I think my confusion was formed by discovery. The track course that atc finally arrives at was identical to the original vector time and time again. I flew the track instead of the heading a few times and noticed I was receiving far less adjustments, thus, taking a lot less atc bandwidth.
When atc says fly heading xxx direct to XXX vor, they don't want you to fly that heading, they want to you fly that track. If you fly that heading and end up 15 miles off of the vor, using the excuse "they told me to fly heading xxx" isn't going to magically lift you out of the mountain you flew into.
Simple vocabulary isn't the issue. I know what the different meanings are but ATC uses "heading" to describe most of them. I understand a good controller will take into account wind and should assign accordingly, and I NOW understand that flying the less efficient magnetic compass, taking up frequency bandwidth, is more important to the system then just doing what the controller wants.
I don't want to say there is a lot of misunderstanding in this post, but I don't know any other way to say it.

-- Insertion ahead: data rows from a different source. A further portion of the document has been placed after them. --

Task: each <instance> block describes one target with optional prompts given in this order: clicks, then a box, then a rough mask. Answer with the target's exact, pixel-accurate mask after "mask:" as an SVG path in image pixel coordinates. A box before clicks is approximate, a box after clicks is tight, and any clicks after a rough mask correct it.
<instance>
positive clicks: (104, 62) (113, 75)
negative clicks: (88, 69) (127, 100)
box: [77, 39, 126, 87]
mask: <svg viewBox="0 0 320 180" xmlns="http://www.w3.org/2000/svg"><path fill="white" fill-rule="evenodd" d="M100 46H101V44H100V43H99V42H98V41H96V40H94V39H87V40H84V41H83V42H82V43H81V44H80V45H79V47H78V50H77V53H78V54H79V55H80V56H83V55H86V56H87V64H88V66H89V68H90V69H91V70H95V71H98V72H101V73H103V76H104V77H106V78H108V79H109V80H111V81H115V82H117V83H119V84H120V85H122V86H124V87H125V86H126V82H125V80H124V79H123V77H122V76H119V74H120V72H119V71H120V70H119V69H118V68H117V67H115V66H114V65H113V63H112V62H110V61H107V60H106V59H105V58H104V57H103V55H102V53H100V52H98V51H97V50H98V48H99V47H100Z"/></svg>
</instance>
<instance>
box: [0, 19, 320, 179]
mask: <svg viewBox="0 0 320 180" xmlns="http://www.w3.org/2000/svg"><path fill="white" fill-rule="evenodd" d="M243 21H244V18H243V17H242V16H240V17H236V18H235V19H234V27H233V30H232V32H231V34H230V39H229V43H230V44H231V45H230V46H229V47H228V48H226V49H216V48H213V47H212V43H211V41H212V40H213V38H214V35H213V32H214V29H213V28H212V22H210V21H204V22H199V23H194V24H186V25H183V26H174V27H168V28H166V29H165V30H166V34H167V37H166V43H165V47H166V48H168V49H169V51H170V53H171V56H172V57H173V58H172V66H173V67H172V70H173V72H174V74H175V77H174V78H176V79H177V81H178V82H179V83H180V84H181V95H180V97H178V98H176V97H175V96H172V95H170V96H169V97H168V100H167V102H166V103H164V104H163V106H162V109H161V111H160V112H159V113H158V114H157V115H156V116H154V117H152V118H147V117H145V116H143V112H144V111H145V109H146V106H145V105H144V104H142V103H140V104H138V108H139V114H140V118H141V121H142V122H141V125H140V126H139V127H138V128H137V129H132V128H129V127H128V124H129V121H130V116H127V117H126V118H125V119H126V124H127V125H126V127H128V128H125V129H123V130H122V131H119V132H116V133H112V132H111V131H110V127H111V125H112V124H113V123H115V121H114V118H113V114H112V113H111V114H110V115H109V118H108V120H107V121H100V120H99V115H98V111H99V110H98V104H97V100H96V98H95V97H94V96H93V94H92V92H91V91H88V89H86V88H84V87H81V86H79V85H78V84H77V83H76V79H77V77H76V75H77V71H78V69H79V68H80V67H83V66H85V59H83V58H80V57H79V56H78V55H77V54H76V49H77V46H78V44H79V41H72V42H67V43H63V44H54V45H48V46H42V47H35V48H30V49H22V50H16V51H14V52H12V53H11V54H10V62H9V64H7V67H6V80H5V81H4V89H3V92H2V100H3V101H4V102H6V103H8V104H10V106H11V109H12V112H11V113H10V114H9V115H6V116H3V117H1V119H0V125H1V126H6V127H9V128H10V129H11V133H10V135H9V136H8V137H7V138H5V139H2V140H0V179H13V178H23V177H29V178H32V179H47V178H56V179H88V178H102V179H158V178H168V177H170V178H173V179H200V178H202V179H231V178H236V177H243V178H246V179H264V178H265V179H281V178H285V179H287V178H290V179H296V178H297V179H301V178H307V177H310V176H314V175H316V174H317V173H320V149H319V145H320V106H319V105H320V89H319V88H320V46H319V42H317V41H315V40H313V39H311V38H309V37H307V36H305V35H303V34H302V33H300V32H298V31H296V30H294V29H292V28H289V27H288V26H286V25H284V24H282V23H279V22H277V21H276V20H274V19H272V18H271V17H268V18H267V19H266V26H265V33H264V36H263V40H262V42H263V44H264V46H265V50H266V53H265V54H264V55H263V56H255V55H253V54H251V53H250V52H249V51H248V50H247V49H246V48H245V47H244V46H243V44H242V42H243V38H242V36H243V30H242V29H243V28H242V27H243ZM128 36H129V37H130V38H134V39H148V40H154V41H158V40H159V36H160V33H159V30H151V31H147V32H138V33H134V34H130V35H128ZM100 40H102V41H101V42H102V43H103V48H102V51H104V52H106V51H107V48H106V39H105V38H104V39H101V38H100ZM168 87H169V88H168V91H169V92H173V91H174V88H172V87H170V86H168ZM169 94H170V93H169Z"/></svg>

Heading is what you read off your Directional Gyro, or Heading Indicator. If your DG says 360, your nose is ointed at 360.
Track is the line you draw on the ground with your xxxxx foot long crayon pointed at the ground, connected to your airplane.
Radials are lines directly away from a fixed object. Flying a radial is not the same as your heading. It is more akin to track, but is leading to a central hub, not some arbitrary point in the sky.
When a pilot is assigned a heading, they fly the heading, not guessing where the controller is trying to vector you to and then inputting your own wind correction angle, and then have them wondering why the correct wind correction angle they gave you is making you off course of your intended ground track with their heading.
Vocabulary is important. Having the same definition of ground track, heading, and other stuff is important as well.
I don't know if it is abnormal, but I have never flown an aircraft with a non-slaved HSI. Maybe it is an old school thing, but all of mine have been slaved to a flux gate (not flux capacitor) in the rear of the airplane. They require no precession since the HSI is automatically updated in real time. A directional gyro on the other hand requires constant tuning and fixing and adjustments through a long flight.